Despite the understandable focus on the public health emergency and its economic effects, the climate emergency remains high on the policy agenda. As fires rage through Siberia, governments are considering stimulus packages to rebuild economies upended by the virus. These economic measures provide a rare opportunity to make changes that will put us on track to a greener future. Such an outcome is far from assured, however.

Key elements of a green recovery include investment in projects that reduce or lock up greenhouse gas emissions and attaching environmental conditions to bailouts of polluting industries. The Committee on Climate Change has set out priority areas for investment, including improving the energy efficiency of buildings, nature restoration, and making changes that facilitate walking, cycling and remote working[1].

Buildings accounted for 18% of UK greenhouse gas emissions in 2019. Investments in tree planting, peatland restoration and green infrastructure would benefit biodiversity and flood prevention, and provide green spaces for people.

Furthermore, creating infrastructure to make it easy for people to walk and cycle safely would enhance public health. These are clear wins, providing jobs, reducing the burden on the climate and improving air quality as a co-benefit. However, with the UK off track for its 2050 net-zero target[1], much more is needed.

The signs that we will have a green recovery are not promising so far. In June Boris Johnson’s ‘build, build, build’ recovery speech focused on deregulation and construction. In July the chancellor, Rishi Sunak, announced measures to make homes and public sector buildings more energy efficient, but the £3bn provided is enough to address fewer than 3% of homes. Bailouts have been given indiscriminately to the UK’s airlines and the steel industry without any environmental requirements.

Greenpeace reports that the European Central Bank purchased more than €7bn (£6.27bn) of assets from fossil fuel companies between mid-March and mid-May[2], and Bloomberg estimated that of around $12 trillion (£9.51 trillion) of government stimulus funds announced by early June worldwide, only 0.2 % addressed climate policies[3]. However, these initial moves are aimed at preventing bankruptcies and job losses. The next phase of stimulus measures, aimed at economic recovery, may focus more heavily on sustainability and climate goals.
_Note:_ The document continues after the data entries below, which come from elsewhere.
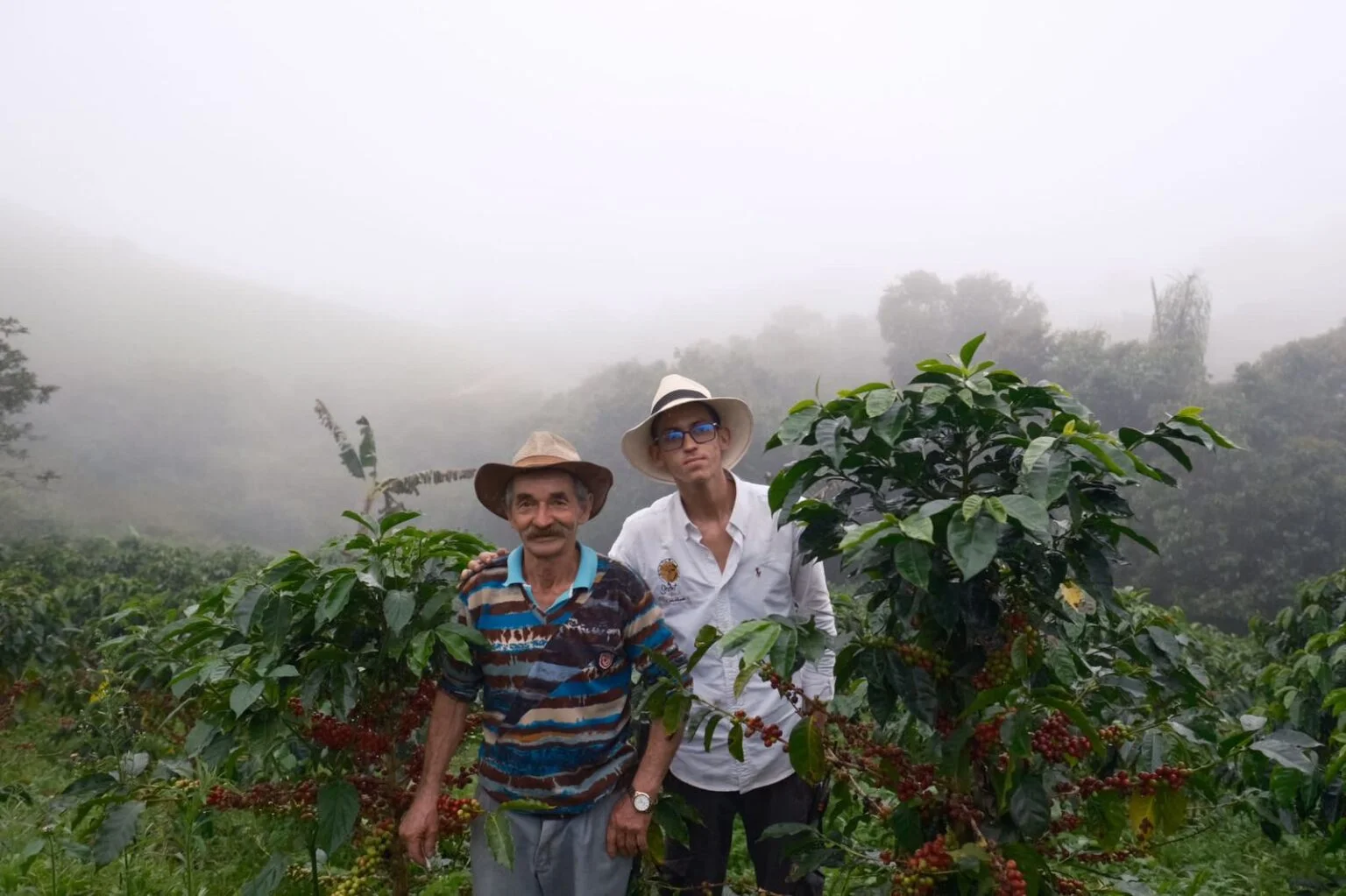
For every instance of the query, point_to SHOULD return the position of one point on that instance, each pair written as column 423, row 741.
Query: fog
column 649, row 173
column 467, row 221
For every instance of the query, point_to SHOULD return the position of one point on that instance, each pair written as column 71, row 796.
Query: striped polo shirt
column 556, row 684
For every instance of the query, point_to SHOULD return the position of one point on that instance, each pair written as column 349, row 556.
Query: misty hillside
column 186, row 399
column 186, row 406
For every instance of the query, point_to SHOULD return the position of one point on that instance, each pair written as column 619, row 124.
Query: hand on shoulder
column 478, row 564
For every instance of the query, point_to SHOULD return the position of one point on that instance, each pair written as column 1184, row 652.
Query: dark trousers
column 698, row 868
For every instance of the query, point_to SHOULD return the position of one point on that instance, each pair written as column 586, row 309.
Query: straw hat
column 542, row 451
column 676, row 391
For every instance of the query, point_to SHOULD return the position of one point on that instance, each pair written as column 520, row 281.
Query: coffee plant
column 310, row 682
column 1007, row 720
column 1302, row 684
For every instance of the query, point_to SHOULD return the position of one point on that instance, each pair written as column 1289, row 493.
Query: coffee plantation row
column 1009, row 719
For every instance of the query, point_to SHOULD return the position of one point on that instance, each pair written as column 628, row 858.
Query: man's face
column 692, row 462
column 545, row 512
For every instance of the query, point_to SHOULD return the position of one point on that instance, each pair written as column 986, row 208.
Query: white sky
column 703, row 160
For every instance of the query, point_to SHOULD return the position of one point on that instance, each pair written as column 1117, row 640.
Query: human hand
column 421, row 830
column 478, row 564
column 627, row 829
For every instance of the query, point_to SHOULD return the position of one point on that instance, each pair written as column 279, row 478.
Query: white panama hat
column 676, row 391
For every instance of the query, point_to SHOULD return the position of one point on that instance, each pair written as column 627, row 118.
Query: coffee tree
column 1007, row 720
column 311, row 690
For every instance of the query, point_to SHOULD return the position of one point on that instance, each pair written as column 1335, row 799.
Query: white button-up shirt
column 765, row 575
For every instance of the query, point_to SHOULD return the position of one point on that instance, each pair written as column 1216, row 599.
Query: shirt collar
column 738, row 517
column 583, row 577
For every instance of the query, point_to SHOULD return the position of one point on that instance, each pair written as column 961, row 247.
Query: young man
column 564, row 627
column 715, row 554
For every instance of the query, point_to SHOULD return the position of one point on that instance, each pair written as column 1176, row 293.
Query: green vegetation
column 1010, row 719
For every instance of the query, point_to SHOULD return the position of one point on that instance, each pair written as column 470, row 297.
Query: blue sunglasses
column 702, row 434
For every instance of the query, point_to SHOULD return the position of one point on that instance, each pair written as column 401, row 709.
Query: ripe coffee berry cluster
column 999, row 665
column 1115, row 735
column 986, row 737
column 1054, row 742
column 916, row 878
column 924, row 658
column 770, row 733
column 1123, row 783
column 457, row 815
column 1066, row 823
column 273, row 798
column 1011, row 880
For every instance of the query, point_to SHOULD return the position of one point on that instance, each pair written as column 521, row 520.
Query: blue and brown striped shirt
column 556, row 684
There are some signs of hope. In France airline bailouts were accompanied by climate conditions; and in Spain’s automotive industry bailout was accompanied by a range of measures to boost electric and zero-emission car ownership. The EU Commission has announced plans to enshrine into law its target to become climate neutral by 2050[4] and the European Central Bank has indicated it will review its rules to take climate change into account in bond-buying programmes.
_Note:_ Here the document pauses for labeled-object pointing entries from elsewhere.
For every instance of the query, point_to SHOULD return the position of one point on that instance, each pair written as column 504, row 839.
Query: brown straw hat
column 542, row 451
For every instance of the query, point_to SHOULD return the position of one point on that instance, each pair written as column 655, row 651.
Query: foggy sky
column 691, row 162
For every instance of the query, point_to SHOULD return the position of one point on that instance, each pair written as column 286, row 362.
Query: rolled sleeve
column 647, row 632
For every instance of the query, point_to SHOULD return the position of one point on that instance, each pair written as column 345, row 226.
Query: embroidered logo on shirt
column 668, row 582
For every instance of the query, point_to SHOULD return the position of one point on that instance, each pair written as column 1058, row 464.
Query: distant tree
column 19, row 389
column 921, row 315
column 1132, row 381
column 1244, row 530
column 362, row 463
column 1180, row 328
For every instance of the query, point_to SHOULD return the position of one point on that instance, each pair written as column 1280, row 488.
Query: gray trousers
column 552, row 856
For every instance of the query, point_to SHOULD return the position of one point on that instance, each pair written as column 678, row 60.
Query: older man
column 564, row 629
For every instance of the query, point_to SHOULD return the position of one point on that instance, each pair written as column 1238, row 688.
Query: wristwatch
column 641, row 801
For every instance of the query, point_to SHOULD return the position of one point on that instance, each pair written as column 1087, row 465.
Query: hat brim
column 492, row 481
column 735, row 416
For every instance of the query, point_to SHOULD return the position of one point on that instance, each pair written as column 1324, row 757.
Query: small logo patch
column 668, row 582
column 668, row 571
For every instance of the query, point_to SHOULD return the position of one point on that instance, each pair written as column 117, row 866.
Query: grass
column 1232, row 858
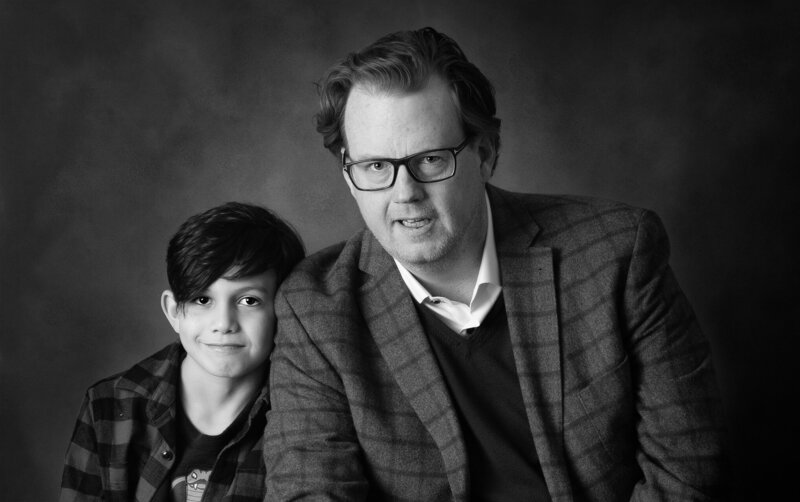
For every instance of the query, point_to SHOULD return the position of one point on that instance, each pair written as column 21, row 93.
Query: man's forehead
column 377, row 115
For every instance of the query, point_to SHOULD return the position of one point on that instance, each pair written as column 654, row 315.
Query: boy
column 187, row 422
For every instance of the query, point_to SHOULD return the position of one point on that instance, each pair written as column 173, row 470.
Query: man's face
column 419, row 224
column 227, row 331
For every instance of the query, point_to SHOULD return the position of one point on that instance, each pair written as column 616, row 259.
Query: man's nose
column 225, row 319
column 406, row 188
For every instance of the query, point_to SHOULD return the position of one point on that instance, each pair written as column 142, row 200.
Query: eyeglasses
column 429, row 166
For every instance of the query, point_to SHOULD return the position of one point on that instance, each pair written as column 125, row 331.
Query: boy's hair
column 405, row 61
column 245, row 238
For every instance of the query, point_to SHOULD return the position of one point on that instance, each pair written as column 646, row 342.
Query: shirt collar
column 488, row 273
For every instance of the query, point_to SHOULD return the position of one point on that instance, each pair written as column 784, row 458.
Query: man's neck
column 455, row 282
column 212, row 403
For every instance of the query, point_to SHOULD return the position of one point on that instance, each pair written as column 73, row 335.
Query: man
column 473, row 343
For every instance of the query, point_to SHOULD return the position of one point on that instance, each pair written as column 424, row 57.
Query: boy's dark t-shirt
column 197, row 454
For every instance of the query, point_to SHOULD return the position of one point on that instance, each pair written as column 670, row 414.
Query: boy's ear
column 170, row 308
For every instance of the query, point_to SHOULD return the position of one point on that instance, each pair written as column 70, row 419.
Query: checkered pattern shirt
column 123, row 446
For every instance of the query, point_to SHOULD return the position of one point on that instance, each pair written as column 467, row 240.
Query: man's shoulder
column 570, row 218
column 329, row 269
column 545, row 207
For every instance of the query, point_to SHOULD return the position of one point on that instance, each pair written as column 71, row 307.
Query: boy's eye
column 250, row 301
column 202, row 300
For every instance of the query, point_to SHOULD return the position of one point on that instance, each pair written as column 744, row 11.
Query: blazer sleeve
column 82, row 480
column 680, row 438
column 311, row 449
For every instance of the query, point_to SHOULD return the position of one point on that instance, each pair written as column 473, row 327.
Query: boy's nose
column 225, row 320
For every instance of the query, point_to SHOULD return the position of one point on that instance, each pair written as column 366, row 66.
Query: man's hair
column 405, row 61
column 242, row 238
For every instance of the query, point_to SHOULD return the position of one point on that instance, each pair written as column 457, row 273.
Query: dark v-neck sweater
column 482, row 378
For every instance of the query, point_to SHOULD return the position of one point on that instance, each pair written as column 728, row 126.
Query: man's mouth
column 414, row 222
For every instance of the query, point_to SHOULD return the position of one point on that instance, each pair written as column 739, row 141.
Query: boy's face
column 227, row 331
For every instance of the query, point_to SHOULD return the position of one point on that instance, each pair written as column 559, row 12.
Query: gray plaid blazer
column 615, row 375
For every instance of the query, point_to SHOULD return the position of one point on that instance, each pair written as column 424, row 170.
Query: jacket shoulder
column 142, row 379
column 328, row 271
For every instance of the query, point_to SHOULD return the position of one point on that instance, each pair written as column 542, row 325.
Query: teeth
column 413, row 223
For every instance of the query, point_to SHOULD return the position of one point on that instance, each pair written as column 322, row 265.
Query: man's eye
column 432, row 159
column 250, row 301
column 377, row 166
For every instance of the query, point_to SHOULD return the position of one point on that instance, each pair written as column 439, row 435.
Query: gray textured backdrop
column 121, row 119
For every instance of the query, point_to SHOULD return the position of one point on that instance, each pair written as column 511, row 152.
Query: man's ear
column 170, row 308
column 488, row 156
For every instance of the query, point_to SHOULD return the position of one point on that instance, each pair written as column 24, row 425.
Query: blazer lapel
column 529, row 292
column 392, row 319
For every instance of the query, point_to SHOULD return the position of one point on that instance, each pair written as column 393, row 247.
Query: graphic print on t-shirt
column 190, row 488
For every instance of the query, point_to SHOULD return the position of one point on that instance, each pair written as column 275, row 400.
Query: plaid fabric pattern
column 614, row 371
column 123, row 446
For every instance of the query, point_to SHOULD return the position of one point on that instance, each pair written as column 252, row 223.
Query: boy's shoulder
column 152, row 378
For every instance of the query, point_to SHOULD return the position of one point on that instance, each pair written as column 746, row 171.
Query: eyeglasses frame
column 396, row 163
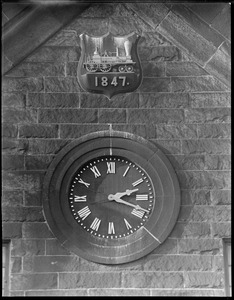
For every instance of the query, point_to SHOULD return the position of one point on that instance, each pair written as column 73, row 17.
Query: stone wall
column 182, row 105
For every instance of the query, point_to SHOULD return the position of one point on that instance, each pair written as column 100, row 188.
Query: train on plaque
column 109, row 64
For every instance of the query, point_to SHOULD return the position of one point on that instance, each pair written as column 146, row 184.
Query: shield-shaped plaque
column 109, row 64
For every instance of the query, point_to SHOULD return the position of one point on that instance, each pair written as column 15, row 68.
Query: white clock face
column 111, row 197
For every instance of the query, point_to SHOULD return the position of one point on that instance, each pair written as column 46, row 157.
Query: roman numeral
column 111, row 228
column 85, row 183
column 110, row 167
column 142, row 197
column 126, row 171
column 138, row 213
column 80, row 198
column 84, row 212
column 96, row 223
column 137, row 182
column 95, row 171
column 127, row 224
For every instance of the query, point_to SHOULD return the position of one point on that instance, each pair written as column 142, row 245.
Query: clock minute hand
column 127, row 192
column 119, row 200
Next year it is imperative that the delayed COP26 makes progress, with countries raising the ambition of their targets to meet the goals of the Paris Agreement. The UK must use the extra time to develop policies that will deliver a green recovery and set an ambitious example to the world of the scale of our commitment to climate action.

On the coronavirus, earlier and more decisive action would have been to everybody’s benefit. The same applies to climate action, for which there will be no vaccine. We have a chance to reshape our climate trajectory and we must not squander it.

Dr Jonathan Carruthers is Senior Science Policy Officer at the RSB.